Main research question

How can a stack-agnostic Intermediate Representation (IR) be used to automate the translation and enforcement of healthcare compliance requirements within a CI/CD pipeline?

Problem Investigation

Healthcare software delivery faces a recurring mismatch between legal text and technical implementation. Manual compliance checks are often periodic, expensive, and weakly coupled to daily delivery workflows.

Stakeholders

  • Direct: ECC operational/compliance roles, DSTRCT engineering roles, and audit/vetting actors who decide release readiness.
  • Indirect: Patient/end user. The patient is a beneficiary of safer and more reliable delivery, but not a direct actor in certification workflow.

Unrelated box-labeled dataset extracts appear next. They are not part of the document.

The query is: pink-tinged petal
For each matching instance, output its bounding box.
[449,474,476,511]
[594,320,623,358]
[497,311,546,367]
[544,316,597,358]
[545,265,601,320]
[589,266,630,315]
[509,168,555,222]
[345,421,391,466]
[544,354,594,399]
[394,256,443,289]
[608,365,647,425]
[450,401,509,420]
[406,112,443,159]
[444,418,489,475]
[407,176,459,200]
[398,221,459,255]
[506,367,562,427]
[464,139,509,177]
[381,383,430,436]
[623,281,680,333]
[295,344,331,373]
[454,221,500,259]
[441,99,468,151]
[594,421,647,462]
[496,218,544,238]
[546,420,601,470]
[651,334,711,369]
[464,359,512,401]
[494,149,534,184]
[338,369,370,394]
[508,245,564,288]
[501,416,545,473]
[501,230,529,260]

Why Patient Is Not a Direct Stakeholder

Shift-left compliance changes when and where controls are checked, not the release prerequisite itself. Software is still only released when certification and governance conditions are met. The most likely patient-facing effect is shorter lead time for compliant improvements, not direct participation in certification decisions.

Synthesis Framework

The main question is answered through four supporting sub-questions:

  • SQ0 establishes existing solutions and known limitations.
  • SQ1 defines the representational requirements of the IR.
  • SQ2 defines transformation from IR to technical guardrails.
  • SQ3 evaluates delivery/security impact and trade-offs.

Integration Matrix

Supporting Question Primary Output Role in Main Answer Remaining Uncertainty
SQ0 Existing Work Comparative baseline of tools and limits Justifies novelty and design choices External tools evolve quickly
SQ1 Meta-Model Required IR attributes and constraints Defines what must be encoded Completeness across all clauses
SQ2 Compiler Mapping Mapping strategy from IR to controls Defines how automation is operationalized Environment-specific edge cases
SQ3 Impact Observed or predicted delivery/security effects Validates utility and trade-offs Generalization to other contexts

Risk Management

All research risks are tracked in the centralized Research Risk Register, categorized by main question and sub-question scope.

Iteration Checkpoints

  • Checkpoint A: Stakeholder boundary validated with audit/compliance roles.
  • Checkpoint B: SQ0-SQ2 provide implementable design basis.
  • Checkpoint C: SQ3 establishes effect and limitations.

Evaluation Boundary

The thesis can validate expected effects using experiments, expert review, or case evidence, but cannot fully evaluate long-term behavior in all real-world operational contexts.

Evidence Map

  • Regulatory and scientific sources.
  • Stakeholder interview notes and decisions.
  • IR schema drafts and mapping examples.
  • Pipeline gate prototypes and validation outputs.
  • Risk register entries and compensating-control decisions.